After his second semester in the program, Judycki was able to make a career change as a GIS technician for a company that consulted in the oil and gas sector.
“It was a difficult transition, but the training I was receiving at the time helped immensely. I was able to directly apply my learnings in my new career,” he said. “In addition, the instructor himself was a professional in GIS, and he was able to provide mentoring as I transitioned my career.”
As he finished the GIS certificate at COD, he realized that he should obtain a professional certification through the GIS Certification Institute (GISCI). Judycki was successful in doing so, having been well-prepared by his coursework at COD.
The program at College of DuPage will empower you with the technical skills.
After working as a consultant for five years, he secured a position at bp Americas as a GIS administrator for U.S. pipelines and logistics. He then was promoted to Documents and Records team lead, overseeing document management for pipelines and terminals across the U.S., Europe and Africa.
“I was so excited that my hard work and leap of faith paid off,” he said. “I love my new career and have COD to thank for the technical training within the field of GIS. As my company changes to an integrated energy company, I would like to again work through a transition and start to apply my experience and training to renewable energy.”
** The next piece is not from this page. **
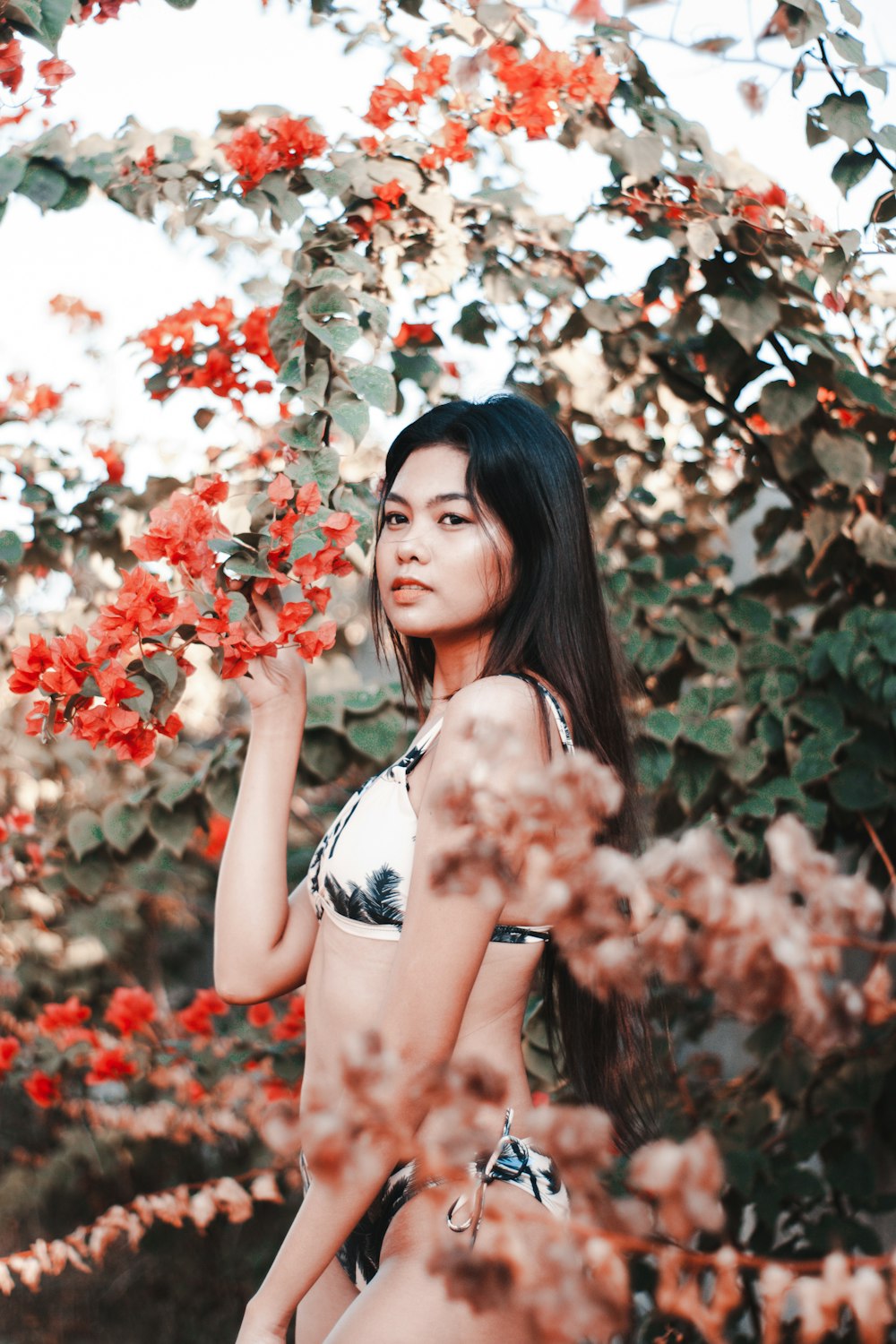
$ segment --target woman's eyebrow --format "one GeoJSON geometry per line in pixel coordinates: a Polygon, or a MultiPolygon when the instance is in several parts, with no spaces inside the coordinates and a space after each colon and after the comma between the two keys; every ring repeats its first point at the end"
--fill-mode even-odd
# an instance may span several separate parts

His advice to prospective students is to find ways to apply what they learn to their professional or personal lives.
“This is a conscious act of immersing yourself in the GIS training,” he said. “You may not have a clear need but with some creativity and the technical know-how, you can start to get really excited about the study of GIS. Think of your current day-to-day activities and how geography interacts with your decisions. Look for things that deal with location within your community, business or even children’s programs. These systems all participate in a geography, and with GIS you can aid in making decisions on how community leaders and decision makers interact with it.
“The program at College of DuPage will empower you with the technical skills. Your requirement will be applying these skills to solve problems, and that is how you will define your value. I was able to apply these hard skills directly to a new career in GIS.”